The tax doesn’t go into effect until January, so presumably no one’s dropping their gym memberships quite yet—-and maybe they won’t. But while fitness enthusiasts were protesting with yoga mats earlier this year, the specter of the yoga tax actually did inspire one local gym chain to scale back its expansion.
David Von Storch, the founder of VIDA Fitness, the upscale gym/salon/spa chain, says VIDA was in negotiations to sign a lease on the 600 block of H Street NE—-in the same complex as the forthcoming Whole Foods—-but ultimately decided to pull out because of the yoga tax. “It was the straw that broke the camel’s back,” Von Storch says of the deal. “I thought it would be imprudent for me to increase my expansion without knowing the effects of this tax.”

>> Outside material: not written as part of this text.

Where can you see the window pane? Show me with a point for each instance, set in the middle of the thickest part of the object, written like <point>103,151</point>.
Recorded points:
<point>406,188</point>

Michael Blum, the president of Insight Property Group, which owns the property, confirms that Insight was in talks with VIDA. He says there are still 36,000 square feet of space Insight is looking to lease in the complex.

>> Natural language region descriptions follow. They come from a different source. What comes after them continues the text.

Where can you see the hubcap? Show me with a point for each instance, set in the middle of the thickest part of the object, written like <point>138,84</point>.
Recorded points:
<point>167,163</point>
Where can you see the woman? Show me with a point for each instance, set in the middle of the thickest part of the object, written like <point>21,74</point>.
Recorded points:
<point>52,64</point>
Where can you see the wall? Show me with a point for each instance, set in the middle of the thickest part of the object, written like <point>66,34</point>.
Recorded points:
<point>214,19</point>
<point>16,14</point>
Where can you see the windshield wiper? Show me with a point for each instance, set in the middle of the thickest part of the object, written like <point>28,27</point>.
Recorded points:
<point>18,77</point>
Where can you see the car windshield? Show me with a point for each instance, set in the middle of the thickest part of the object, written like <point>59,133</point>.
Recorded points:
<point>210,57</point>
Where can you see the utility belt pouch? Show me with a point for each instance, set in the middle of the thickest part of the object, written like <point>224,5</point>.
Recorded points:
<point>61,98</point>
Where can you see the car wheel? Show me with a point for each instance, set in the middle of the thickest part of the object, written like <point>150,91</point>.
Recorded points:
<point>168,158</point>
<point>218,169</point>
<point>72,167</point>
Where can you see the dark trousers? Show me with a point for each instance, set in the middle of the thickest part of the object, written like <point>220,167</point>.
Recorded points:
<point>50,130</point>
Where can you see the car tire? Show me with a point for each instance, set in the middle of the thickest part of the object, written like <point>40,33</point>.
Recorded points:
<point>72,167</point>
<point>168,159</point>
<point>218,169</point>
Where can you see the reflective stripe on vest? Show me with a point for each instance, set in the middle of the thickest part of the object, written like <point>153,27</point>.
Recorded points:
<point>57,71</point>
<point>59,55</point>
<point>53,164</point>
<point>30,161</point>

VIDA currently has five locations, all of them in D.C., and is set to open its sixth in Navy Yard at the end of the month. The gym membership is pricey, costing $89 after a $59 enrollment fee. Von Storch says he’s not worried about keeping the diehards on his roster, just the people who don’t hit the gym as often and may already be hesitant about paying for a membership. But running a gym is a fixed cost, and a place as expensive as VIDA needs to offer all its high-end amenities, no matter how many members it has, Von Storch says.
“There’s no question that we’re going to have a problem with retention in the next year,” says Von Storch.
The city’s expanded sales tax is expected to bring an additional $5 million to city coffers each year.